Policy, however, lives or dies in implementation. On the prevention side, Italy still lacks a stable, multi‑year funding mechanism that reaches local services on time; anti‑violence centres say they plan staffing year to year, unable to guarantee continuity. On protection, the most basic questions are unresolved: Who is accountable for repeated risk‑assessment updates when a woman changes city? Who triggers electronic monitoring and how quickly? On prosecution, women’s groups report uneven enforcement of restraining orders and a shortage of specialised training for police, prosecutors and judges outside major urban hubs.
The international context is equally sobering. UN estimates show that 51,100 women and girls were killed by an intimate partner or family member worldwide in 2023 — roughly 140 every day — and Western Europe is not immune. The Council of Europe’s GREVIO mechanism is now taking a closer look at whether Italy can ‘build trust by delivering support, protection and justice.’ Trust, survivors say, is what frays first when police dismiss stalking as ‘romance gone wrong’ or when a woman loses her place in a shelter because a regional transfer stalled.

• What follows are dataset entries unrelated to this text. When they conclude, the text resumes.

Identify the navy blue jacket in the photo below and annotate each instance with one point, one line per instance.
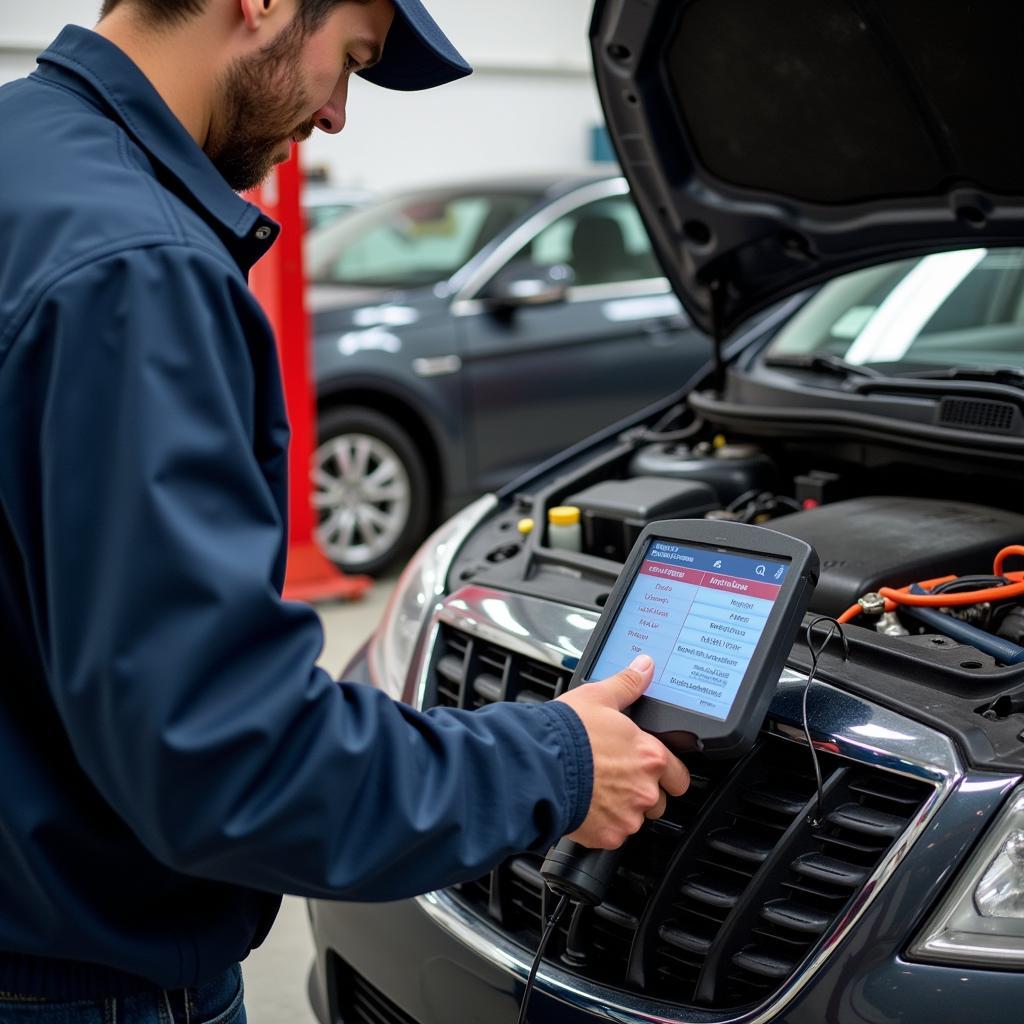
(171, 757)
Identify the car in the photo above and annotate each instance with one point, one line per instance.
(832, 194)
(324, 203)
(439, 314)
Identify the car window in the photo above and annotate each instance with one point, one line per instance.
(411, 240)
(603, 242)
(954, 308)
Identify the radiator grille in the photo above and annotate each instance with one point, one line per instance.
(979, 414)
(360, 1003)
(718, 903)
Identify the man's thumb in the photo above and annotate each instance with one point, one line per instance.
(628, 685)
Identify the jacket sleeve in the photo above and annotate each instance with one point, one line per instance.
(187, 687)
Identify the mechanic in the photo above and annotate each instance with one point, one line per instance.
(174, 758)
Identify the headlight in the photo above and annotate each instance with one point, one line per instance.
(415, 597)
(981, 921)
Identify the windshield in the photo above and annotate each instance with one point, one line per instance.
(417, 239)
(961, 308)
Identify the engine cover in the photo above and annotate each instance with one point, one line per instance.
(867, 543)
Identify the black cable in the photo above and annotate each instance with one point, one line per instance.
(962, 584)
(556, 915)
(816, 652)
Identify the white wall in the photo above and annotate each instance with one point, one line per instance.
(529, 105)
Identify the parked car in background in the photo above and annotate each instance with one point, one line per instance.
(834, 195)
(323, 203)
(465, 333)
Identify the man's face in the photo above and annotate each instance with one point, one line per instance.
(296, 83)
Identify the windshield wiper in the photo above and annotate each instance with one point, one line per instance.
(1010, 376)
(823, 361)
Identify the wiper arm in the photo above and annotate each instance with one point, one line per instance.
(823, 361)
(1011, 376)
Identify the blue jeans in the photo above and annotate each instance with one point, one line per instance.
(217, 1001)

What would it take to bend the curve? Experts interviewed by this newspaper point to a short list: predictable multi‑year funding for shelters and outreach; a single national risk‑assessment protocol applied uniformly by law enforcement; immediate, court‑ordered behavioural programmes for perpetrators alongside victim protection orders; comprehensive consent and relationship education from middle school through university; stronger labour‑market and housing support so leaving is economically viable; and a data system that tracks cases across jurisdictions while protecting privacy. Punishment matters, they add — but it is usually too late.

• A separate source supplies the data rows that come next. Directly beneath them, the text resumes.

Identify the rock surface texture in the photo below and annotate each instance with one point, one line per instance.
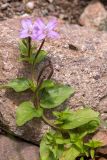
(80, 60)
(13, 149)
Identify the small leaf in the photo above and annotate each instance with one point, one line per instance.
(94, 144)
(47, 84)
(70, 154)
(41, 56)
(19, 84)
(25, 112)
(45, 153)
(56, 95)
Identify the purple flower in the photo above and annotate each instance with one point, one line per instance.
(27, 29)
(43, 31)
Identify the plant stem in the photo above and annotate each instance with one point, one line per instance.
(47, 121)
(39, 50)
(29, 46)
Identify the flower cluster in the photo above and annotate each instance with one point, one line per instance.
(38, 30)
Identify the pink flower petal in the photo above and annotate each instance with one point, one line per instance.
(52, 24)
(24, 34)
(39, 24)
(53, 34)
(41, 37)
(26, 23)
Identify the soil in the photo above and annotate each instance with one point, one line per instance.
(69, 10)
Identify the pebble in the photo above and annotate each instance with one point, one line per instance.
(4, 6)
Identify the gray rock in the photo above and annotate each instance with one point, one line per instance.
(79, 58)
(15, 149)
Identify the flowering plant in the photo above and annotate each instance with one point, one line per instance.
(66, 138)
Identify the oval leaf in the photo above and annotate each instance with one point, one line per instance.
(55, 96)
(25, 112)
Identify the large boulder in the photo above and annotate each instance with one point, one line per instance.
(79, 58)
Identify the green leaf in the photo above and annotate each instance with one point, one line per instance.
(42, 54)
(70, 154)
(90, 127)
(45, 153)
(54, 96)
(78, 118)
(94, 144)
(19, 84)
(47, 84)
(25, 112)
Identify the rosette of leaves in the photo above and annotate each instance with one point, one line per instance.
(68, 142)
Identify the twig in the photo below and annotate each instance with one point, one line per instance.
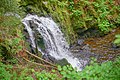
(38, 63)
(39, 58)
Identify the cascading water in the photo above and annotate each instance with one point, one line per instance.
(55, 43)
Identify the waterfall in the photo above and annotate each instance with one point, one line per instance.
(54, 40)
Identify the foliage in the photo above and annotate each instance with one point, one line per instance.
(98, 14)
(9, 6)
(105, 71)
(46, 76)
(117, 40)
(4, 74)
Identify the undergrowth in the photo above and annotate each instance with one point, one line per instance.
(105, 71)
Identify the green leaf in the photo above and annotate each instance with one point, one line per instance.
(117, 36)
(117, 41)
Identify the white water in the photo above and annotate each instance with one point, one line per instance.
(55, 43)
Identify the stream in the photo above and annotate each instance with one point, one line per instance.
(57, 49)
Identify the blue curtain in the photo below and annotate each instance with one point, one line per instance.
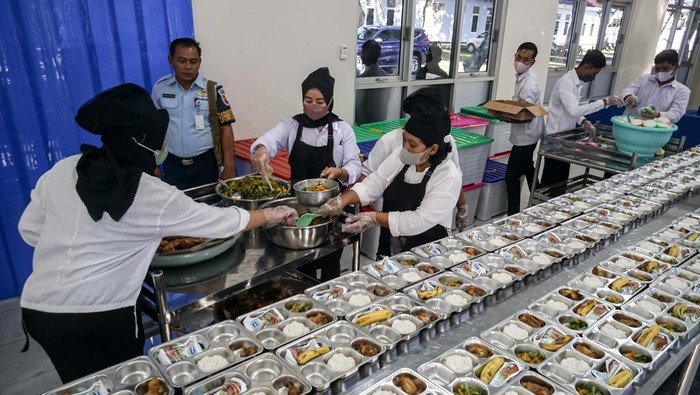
(55, 55)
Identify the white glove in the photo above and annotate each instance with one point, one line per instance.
(588, 128)
(359, 222)
(631, 101)
(613, 100)
(280, 214)
(261, 161)
(332, 208)
(461, 220)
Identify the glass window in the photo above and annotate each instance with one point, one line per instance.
(476, 36)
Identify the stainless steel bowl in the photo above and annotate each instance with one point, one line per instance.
(293, 237)
(315, 198)
(248, 204)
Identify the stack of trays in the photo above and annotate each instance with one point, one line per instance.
(402, 270)
(404, 381)
(349, 292)
(134, 376)
(474, 365)
(266, 373)
(191, 357)
(334, 357)
(286, 320)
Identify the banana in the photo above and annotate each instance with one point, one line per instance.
(490, 369)
(620, 379)
(648, 335)
(679, 310)
(308, 355)
(375, 316)
(619, 283)
(585, 307)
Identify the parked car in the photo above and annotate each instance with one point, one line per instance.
(389, 38)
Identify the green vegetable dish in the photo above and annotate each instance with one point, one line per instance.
(254, 188)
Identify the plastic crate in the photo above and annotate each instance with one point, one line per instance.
(493, 196)
(473, 151)
(280, 163)
(470, 124)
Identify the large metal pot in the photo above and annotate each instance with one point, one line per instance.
(315, 198)
(248, 204)
(293, 237)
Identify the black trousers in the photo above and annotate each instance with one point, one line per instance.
(186, 173)
(554, 171)
(83, 343)
(520, 164)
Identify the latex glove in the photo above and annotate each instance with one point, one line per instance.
(631, 101)
(281, 215)
(261, 161)
(359, 222)
(461, 219)
(332, 208)
(613, 100)
(588, 128)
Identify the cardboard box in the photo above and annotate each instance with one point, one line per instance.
(514, 111)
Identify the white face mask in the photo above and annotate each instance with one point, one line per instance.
(410, 158)
(664, 76)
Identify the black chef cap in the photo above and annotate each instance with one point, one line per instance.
(123, 112)
(428, 122)
(428, 95)
(320, 79)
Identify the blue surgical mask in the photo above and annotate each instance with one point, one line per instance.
(159, 155)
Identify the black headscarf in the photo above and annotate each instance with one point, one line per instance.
(108, 177)
(320, 79)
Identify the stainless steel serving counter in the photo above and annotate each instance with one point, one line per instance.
(520, 300)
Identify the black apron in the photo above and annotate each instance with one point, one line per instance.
(402, 196)
(306, 161)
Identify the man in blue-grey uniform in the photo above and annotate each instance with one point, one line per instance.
(200, 136)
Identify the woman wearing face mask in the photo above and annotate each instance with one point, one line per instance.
(95, 221)
(319, 144)
(661, 90)
(420, 186)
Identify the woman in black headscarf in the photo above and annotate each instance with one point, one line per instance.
(319, 144)
(95, 221)
(417, 181)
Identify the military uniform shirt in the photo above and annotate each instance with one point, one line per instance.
(184, 138)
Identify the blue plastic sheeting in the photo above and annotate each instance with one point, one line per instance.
(54, 56)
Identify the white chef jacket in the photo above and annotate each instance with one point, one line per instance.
(390, 142)
(564, 108)
(671, 100)
(346, 153)
(441, 193)
(83, 266)
(527, 88)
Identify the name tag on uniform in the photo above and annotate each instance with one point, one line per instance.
(199, 122)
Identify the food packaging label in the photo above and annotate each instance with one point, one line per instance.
(331, 293)
(258, 321)
(233, 387)
(179, 351)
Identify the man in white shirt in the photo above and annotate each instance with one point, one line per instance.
(565, 110)
(523, 136)
(661, 90)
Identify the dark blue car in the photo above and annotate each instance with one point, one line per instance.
(389, 38)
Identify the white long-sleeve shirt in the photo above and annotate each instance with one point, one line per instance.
(390, 142)
(527, 88)
(346, 153)
(82, 266)
(671, 100)
(565, 111)
(441, 193)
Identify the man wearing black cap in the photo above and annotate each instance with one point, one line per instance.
(95, 221)
(416, 182)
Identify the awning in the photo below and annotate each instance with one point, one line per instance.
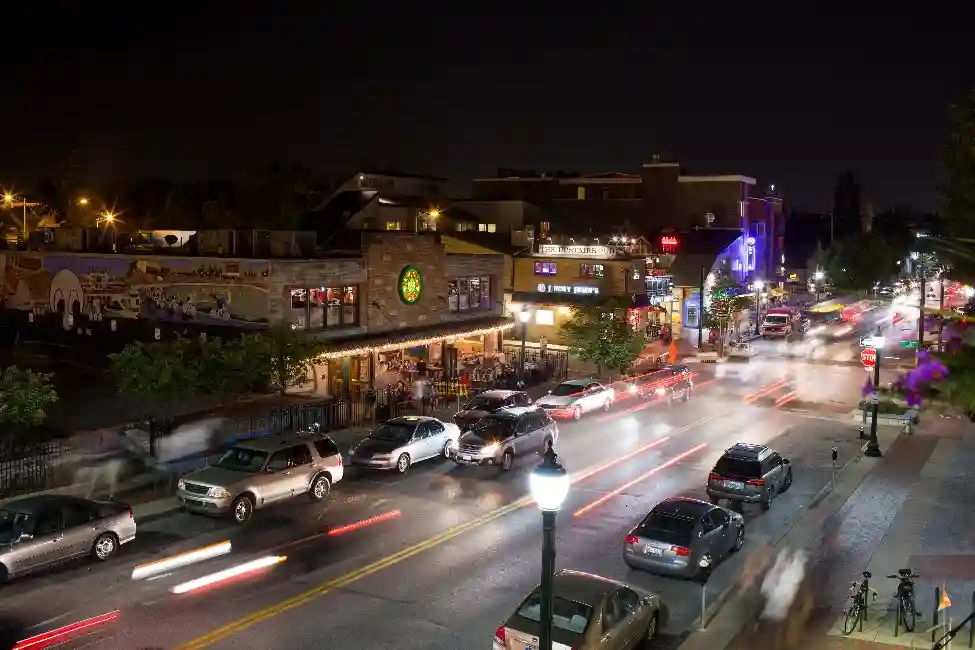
(408, 338)
(698, 249)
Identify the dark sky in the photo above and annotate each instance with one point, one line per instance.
(777, 91)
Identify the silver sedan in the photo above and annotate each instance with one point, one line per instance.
(400, 442)
(41, 531)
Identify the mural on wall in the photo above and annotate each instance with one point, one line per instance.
(178, 289)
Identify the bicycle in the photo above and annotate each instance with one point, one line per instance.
(858, 605)
(905, 596)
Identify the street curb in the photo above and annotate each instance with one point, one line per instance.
(695, 634)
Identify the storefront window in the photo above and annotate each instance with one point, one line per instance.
(590, 270)
(545, 268)
(468, 294)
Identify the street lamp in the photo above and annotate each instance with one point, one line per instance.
(873, 446)
(758, 307)
(549, 484)
(524, 316)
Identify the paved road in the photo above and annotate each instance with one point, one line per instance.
(455, 592)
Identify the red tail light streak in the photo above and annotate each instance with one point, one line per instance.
(227, 574)
(618, 491)
(65, 633)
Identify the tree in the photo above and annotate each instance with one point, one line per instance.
(601, 335)
(24, 397)
(859, 261)
(727, 298)
(957, 195)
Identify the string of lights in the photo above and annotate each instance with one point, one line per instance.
(409, 343)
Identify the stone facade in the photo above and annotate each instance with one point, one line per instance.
(388, 253)
(286, 275)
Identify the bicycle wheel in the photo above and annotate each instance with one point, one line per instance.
(852, 617)
(908, 613)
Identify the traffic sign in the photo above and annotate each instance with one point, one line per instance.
(869, 357)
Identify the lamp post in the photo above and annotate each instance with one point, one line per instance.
(873, 446)
(549, 486)
(758, 307)
(524, 316)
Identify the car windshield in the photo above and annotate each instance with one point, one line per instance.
(567, 615)
(667, 528)
(484, 403)
(241, 459)
(12, 523)
(563, 390)
(740, 467)
(494, 428)
(394, 431)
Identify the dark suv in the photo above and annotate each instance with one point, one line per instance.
(748, 473)
(497, 439)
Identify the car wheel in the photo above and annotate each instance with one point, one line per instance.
(320, 488)
(507, 460)
(241, 509)
(652, 629)
(104, 547)
(403, 463)
(739, 539)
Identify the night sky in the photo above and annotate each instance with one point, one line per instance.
(787, 94)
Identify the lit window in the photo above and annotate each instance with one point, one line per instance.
(544, 317)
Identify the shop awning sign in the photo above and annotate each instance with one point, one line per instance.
(573, 289)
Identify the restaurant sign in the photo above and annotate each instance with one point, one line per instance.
(553, 250)
(573, 289)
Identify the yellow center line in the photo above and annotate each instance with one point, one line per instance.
(271, 611)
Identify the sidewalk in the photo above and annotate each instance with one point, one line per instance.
(152, 495)
(911, 508)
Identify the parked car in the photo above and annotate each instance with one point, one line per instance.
(576, 397)
(589, 613)
(748, 473)
(674, 537)
(38, 532)
(258, 472)
(498, 439)
(400, 442)
(489, 402)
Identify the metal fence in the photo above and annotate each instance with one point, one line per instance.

The political stakes are real. Giorgia Meloni is Italy’s first woman to serve as prime minister. Her government can credibly point to tougher laws and new spending lines. But in the cities where candles flicker for yet another victim, these announcements ring hollow unless they translate into a faster police response at 2 a.m., a guaranteed bed the next day, and a pathway to independence the week after. Italy may not top the EU league tables on feminicide rates. That is a low bar, and no comfort at all to the families who are waiting for the state to act before the next funeral, not after.
Sources
• Italian Police Criminal Analysis Service, annual report: 113 women killed in 2024; 99 in family/affective contexts; 61 by partner/ex.

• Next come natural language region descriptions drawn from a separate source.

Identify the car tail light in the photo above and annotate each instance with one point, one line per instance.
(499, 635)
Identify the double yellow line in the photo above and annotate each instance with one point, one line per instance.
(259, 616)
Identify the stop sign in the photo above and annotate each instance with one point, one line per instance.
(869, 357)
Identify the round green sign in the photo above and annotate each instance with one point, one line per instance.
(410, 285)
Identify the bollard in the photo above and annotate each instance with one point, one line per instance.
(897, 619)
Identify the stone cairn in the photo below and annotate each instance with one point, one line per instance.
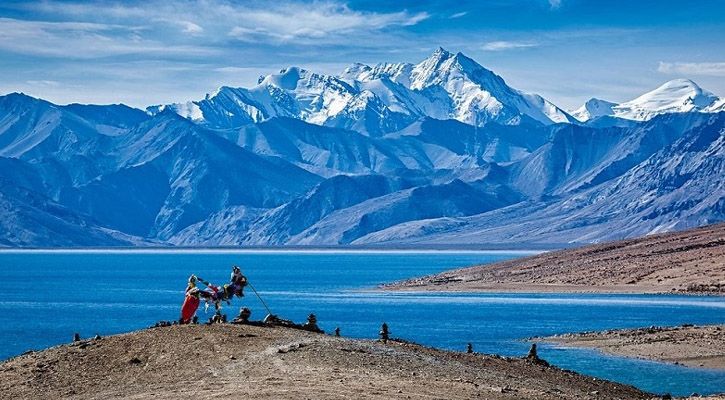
(384, 333)
(311, 323)
(244, 314)
(533, 356)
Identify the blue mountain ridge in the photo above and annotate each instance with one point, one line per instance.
(365, 158)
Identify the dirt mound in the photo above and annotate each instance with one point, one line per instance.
(238, 361)
(691, 261)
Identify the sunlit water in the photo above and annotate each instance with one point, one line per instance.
(50, 295)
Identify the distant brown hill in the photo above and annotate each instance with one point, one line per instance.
(691, 261)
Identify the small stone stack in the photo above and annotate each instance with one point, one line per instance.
(384, 332)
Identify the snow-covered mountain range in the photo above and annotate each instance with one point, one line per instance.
(441, 152)
(676, 96)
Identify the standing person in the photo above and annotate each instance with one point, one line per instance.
(191, 302)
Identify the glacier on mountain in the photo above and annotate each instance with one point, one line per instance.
(438, 153)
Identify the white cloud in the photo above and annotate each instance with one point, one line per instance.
(706, 68)
(505, 45)
(247, 21)
(192, 28)
(44, 83)
(80, 40)
(291, 21)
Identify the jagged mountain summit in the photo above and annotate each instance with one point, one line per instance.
(438, 153)
(676, 96)
(376, 100)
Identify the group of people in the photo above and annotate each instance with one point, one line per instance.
(212, 294)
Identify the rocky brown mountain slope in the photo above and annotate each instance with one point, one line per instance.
(691, 261)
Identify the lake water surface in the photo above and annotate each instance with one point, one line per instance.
(49, 295)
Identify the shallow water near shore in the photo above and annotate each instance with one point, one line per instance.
(51, 295)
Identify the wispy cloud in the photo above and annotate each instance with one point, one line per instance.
(705, 68)
(191, 28)
(80, 40)
(506, 45)
(43, 83)
(249, 21)
(292, 21)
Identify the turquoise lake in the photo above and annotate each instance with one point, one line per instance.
(49, 295)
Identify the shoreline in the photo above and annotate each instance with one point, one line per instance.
(274, 362)
(540, 289)
(697, 346)
(263, 250)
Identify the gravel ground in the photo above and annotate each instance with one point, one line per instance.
(238, 361)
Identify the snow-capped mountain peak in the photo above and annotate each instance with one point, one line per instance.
(443, 86)
(675, 96)
(593, 108)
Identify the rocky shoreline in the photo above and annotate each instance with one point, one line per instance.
(685, 262)
(694, 346)
(208, 361)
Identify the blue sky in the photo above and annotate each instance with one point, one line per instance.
(150, 52)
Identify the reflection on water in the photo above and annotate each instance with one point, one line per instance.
(54, 295)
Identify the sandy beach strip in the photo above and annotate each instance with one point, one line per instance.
(694, 346)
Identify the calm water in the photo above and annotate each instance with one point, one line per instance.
(50, 295)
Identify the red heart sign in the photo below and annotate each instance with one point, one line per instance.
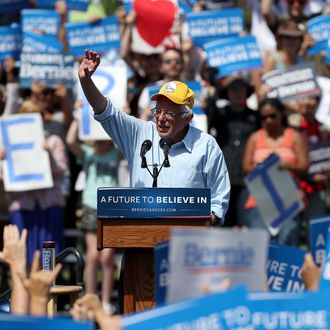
(154, 19)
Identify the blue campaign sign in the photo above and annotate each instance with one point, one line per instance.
(318, 231)
(275, 191)
(36, 43)
(207, 26)
(196, 87)
(288, 311)
(207, 312)
(319, 28)
(49, 68)
(161, 271)
(232, 55)
(325, 275)
(99, 36)
(10, 322)
(283, 268)
(7, 6)
(153, 202)
(46, 22)
(10, 42)
(70, 4)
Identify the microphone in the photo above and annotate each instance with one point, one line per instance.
(145, 147)
(166, 144)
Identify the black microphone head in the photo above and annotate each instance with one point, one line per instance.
(165, 143)
(147, 144)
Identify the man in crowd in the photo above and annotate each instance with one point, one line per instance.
(195, 158)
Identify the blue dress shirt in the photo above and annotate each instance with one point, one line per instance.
(196, 162)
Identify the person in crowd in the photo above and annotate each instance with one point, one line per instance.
(100, 162)
(275, 137)
(41, 211)
(203, 159)
(28, 295)
(231, 123)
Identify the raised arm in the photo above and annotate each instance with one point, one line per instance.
(87, 67)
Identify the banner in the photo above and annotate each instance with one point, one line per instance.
(100, 36)
(27, 164)
(318, 232)
(36, 43)
(155, 27)
(10, 41)
(319, 28)
(277, 196)
(109, 81)
(283, 268)
(198, 257)
(293, 82)
(44, 22)
(232, 55)
(11, 322)
(207, 313)
(207, 26)
(319, 158)
(153, 202)
(52, 69)
(70, 4)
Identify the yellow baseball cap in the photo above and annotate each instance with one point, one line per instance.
(177, 92)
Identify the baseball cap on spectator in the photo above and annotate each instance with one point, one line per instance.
(177, 92)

• Eurostat, Crime statistics (2025 update): EU rate ~4.1 female victims of family/intimate‑partner homicide per million women in 2023.
• European Institute for Gender Equality (EIGE), Italy ‘Violence’ domain and country profile.
• AP News, 8 Mar 2025: Italian cabinet approves draft law defining ‘femicide’; tougher penalties for related crimes.
• Italian Senate plenary, 23 Jul 2025: Unanimous approval of femicide bill (ddl 1433); text transmitted to the Chamber of Deputies.
• The Guardian, 3 Apr 2025: Campus killings spark protests; 2025 femicide tally at 11 by early April; 113 in 2024.
• Law Library of Congress, 28 Dec 2023: New law tightening measures against domestic violence and repeat offenders.
• Aidos/D.i.Re shadow report to GREVIO, 17 Jul 2024: delays in fund transfers; uneven services; gaps in data and training.
• UN Women/UNODC, Global estimates (Nov 2024): 51,100 women and girls killed by a partner or relative in 2023.